Suppression Vs. Modification
We have all heard the analogy of keeping a beach ball underwater. This is the basic premise behind suppressive techniques of training. Keeping unwanted behaviours down through the use of painful and aversive stimulus. The problem is, you need to keep that beach ball down constantly, but your arms are getting so tired. What happens when you let go? Explosive force. In fact, the harder you try to keep that beach ball down, the more explosive it will be. Continuing to keep that behaviour suppressed will result in having to continue keeping that beach ball underwater or face the shit storm that happens when you let go. The typical relationship you get with suppressive methods of training is Oppressor and Oppressed.
That might sound like enough of a problem on it’s own, but what you also have to take into account with positive punishment is the associative learning your dog is doing at all times as well. The learning responsible for the smell of cookies bringing back fond memories of baking with your mom or the reason people learn to hate the sound of a dentist drill regardless of being in the chair with a dental dam in or not. That type of learning is always happening at the same time operant conditioning (punishment and reward based learning) is. You cannot escape it.
So what are dogs that are being suppressed learning at the same time? While you are administering that leash “correction” (put in derisive quotes due to the actual lack of effectiveness of this technique), that shock, or that pinch when dogs pull or get excited to see other dogs, what else in the environment is your dog associating that pain or fear with? It most definitely is being associated with the handler as they are the constant presence in the picture.
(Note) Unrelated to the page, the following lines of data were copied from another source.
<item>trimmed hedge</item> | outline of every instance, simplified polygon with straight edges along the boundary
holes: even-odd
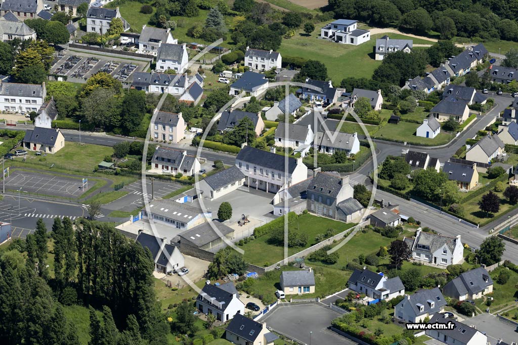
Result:
[[[291,223],[294,220],[295,220],[298,216],[295,212],[290,212],[287,214],[288,216],[288,223]],[[272,232],[279,229],[279,228],[284,228],[284,217],[279,217],[279,218],[274,219],[269,223],[267,223],[264,225],[262,225],[260,227],[257,227],[254,229],[254,236],[256,238],[257,237],[260,237],[262,236],[264,236],[265,235],[267,235],[268,234],[271,233]]]

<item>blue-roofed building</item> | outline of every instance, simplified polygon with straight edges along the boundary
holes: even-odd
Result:
[[[231,96],[237,96],[244,92],[247,96],[257,97],[268,88],[266,76],[260,73],[248,71],[230,86]]]
[[[338,19],[320,29],[320,37],[334,42],[357,46],[370,39],[370,32],[357,28],[358,21]]]

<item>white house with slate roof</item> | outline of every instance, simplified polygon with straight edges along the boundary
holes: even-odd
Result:
[[[34,19],[43,9],[43,0],[4,0],[0,6],[2,14],[12,11],[19,19]]]
[[[428,336],[447,345],[484,345],[487,337],[475,328],[448,317],[447,314],[438,313],[430,319],[428,324],[453,324],[452,329],[430,329],[425,331]]]
[[[146,207],[142,208],[142,219],[152,218],[155,222],[182,231],[192,229],[212,218],[212,213],[210,211],[204,211],[186,203],[181,204],[170,199],[158,199],[150,202],[149,212],[148,214]]]
[[[331,136],[327,132],[318,132],[314,144],[319,152],[332,155],[336,151],[345,151],[349,156],[359,151],[359,140],[356,132],[352,134],[335,132]]]
[[[479,267],[459,275],[442,288],[442,293],[459,301],[476,299],[493,292],[493,279],[483,267]]]
[[[187,127],[181,112],[175,114],[155,109],[154,113],[156,116],[151,124],[152,138],[155,140],[175,144],[183,139]]]
[[[225,329],[225,339],[237,345],[272,345],[279,337],[260,323],[241,314],[236,314]]]
[[[504,144],[518,145],[518,124],[513,122],[507,126],[499,126],[497,135]]]
[[[185,43],[163,43],[158,49],[156,70],[164,71],[170,69],[177,73],[183,73],[188,62],[189,54]]]
[[[172,273],[185,265],[185,258],[178,247],[172,246],[164,238],[155,237],[145,232],[139,232],[137,242],[151,252],[155,263],[155,271],[161,273]]]
[[[162,29],[143,25],[138,38],[138,50],[145,53],[156,53],[164,43],[177,44],[171,34],[171,29]]]
[[[357,28],[357,20],[335,20],[320,29],[320,37],[346,44],[361,44],[370,39],[370,32]]]
[[[54,154],[65,147],[65,137],[59,129],[36,127],[25,131],[23,142],[29,151]]]
[[[285,271],[281,273],[280,285],[286,295],[313,293],[315,276],[311,267],[304,271]]]
[[[204,286],[196,298],[196,307],[200,312],[213,314],[223,322],[232,320],[236,314],[244,314],[244,304],[239,300],[232,282],[218,286]]]
[[[247,47],[244,53],[244,66],[253,71],[269,71],[272,68],[280,69],[282,57],[277,52],[271,49],[261,50]]]
[[[376,59],[383,60],[385,55],[394,52],[401,51],[410,53],[412,51],[413,44],[413,41],[411,39],[394,39],[385,35],[376,40]]]
[[[466,159],[479,163],[488,163],[503,152],[505,144],[498,136],[487,136],[479,140],[466,153]]]
[[[198,173],[200,167],[198,159],[188,155],[187,151],[159,146],[153,155],[149,172],[172,175],[180,173],[185,176],[192,176]]]
[[[412,258],[429,264],[447,266],[461,263],[464,250],[461,235],[449,237],[418,229],[415,237],[403,241],[412,250]]]
[[[289,157],[287,169],[284,159],[283,156],[245,145],[236,157],[236,166],[246,176],[248,187],[277,193],[308,176],[308,167],[301,158]]]
[[[421,322],[427,317],[443,312],[447,304],[439,288],[423,289],[413,295],[405,295],[394,307],[394,316],[405,322]]]
[[[441,125],[434,116],[429,116],[423,120],[423,124],[418,127],[416,137],[434,138],[441,132]]]
[[[197,188],[204,197],[213,200],[237,189],[244,184],[244,175],[234,166],[200,180]]]
[[[351,290],[375,299],[392,299],[405,294],[405,286],[399,277],[387,279],[381,272],[375,273],[366,268],[355,268],[347,282]]]
[[[110,24],[114,18],[120,18],[122,20],[125,32],[130,29],[130,25],[121,17],[119,7],[112,9],[90,7],[87,13],[87,32],[104,35],[110,28]]]
[[[0,110],[17,113],[38,111],[47,96],[45,83],[18,84],[0,80]]]

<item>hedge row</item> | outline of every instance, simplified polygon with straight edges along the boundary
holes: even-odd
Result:
[[[295,220],[298,217],[297,214],[295,212],[289,212],[287,214],[288,216],[288,223],[291,223],[293,221]],[[262,236],[264,236],[268,234],[271,233],[274,231],[279,229],[279,228],[284,228],[284,217],[279,217],[278,218],[274,219],[269,223],[267,223],[264,225],[262,225],[260,227],[257,227],[254,229],[254,236],[257,238],[257,237],[260,237]]]

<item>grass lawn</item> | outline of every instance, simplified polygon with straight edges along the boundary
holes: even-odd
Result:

But what about children, other dogs, cats. Even something as seemingly mild as the ultrasonic birdhouses for barking in the yard can cause a negative association with the backyard. I have seen dogs unable to bring themselves even to go out for a pee after a single use.
On the other hand, what if suppression was not needed? What if we could teach a dog alternative behaviours (what to do instead) at a threshold they can be successful at and then work to reduce that threshold? What if we could maintain the positive associations the dog has with outside stimulus and ensure they see their owners as people who will never cause them harm or a moment of fear? Enter positive reinforcement training. If the relationship you are looking to have with your dog is more teacher/learner then you have to take the learners feelings into account. Would you rather a teacher who hurts you for getting it wrong or one who patiently teaches you what the right answer is?
We want to also look to esteemed, trusted sources for training and behaviour. There is a real overabundance of trainers who have seen a few episodes of a reality tv training show and are off on their YouTube channel or social media exhibiting what Dunning Kruger (https://www.psychologytoday.com/us/basics/dunning-kruger-effect) actually looks like. While these trainers look like they are getting results, they are merely suppressing the outward manifestation of emotions that have gone untreated. It’s like going to a dominatrix for unresolved emotional issues rather than a trained, educated psychiatrist.
Luckily there is a large community of educated, skilled and experienced trainers, behaviourists, organizations and scientists pushing back against the tidal wave of ignorance with good information and policy. Places like AVSAB (American Veterinary Society of Animal Behaviour) https://avsab.org/resources/position-statements/ , CVMA (Canadian Veterinary Medical Association) https://www.canadianveterinarians.net/policy-and-outreach/position-statements/statements/humane-training-of-dogs/ , Dr. Sophia Yin https://cattledogpublishing.com/dr-sophia-profile-history/ , The Pet Professional Guild https://petprofessionalguild.com/ , the IAACB (International Association of Animal Behaviour Consultants) https://m.iaabc.org/ and many others.
Knowing where to start looking for credible information is a critical component of being well informed and educated so you can spot bad information, discount it and recognize the harms that come with them. We will be exploring how to vet not only information, but organizations in future blog posts, but for now, these will provide a reputable jumping off point and link to other credible information.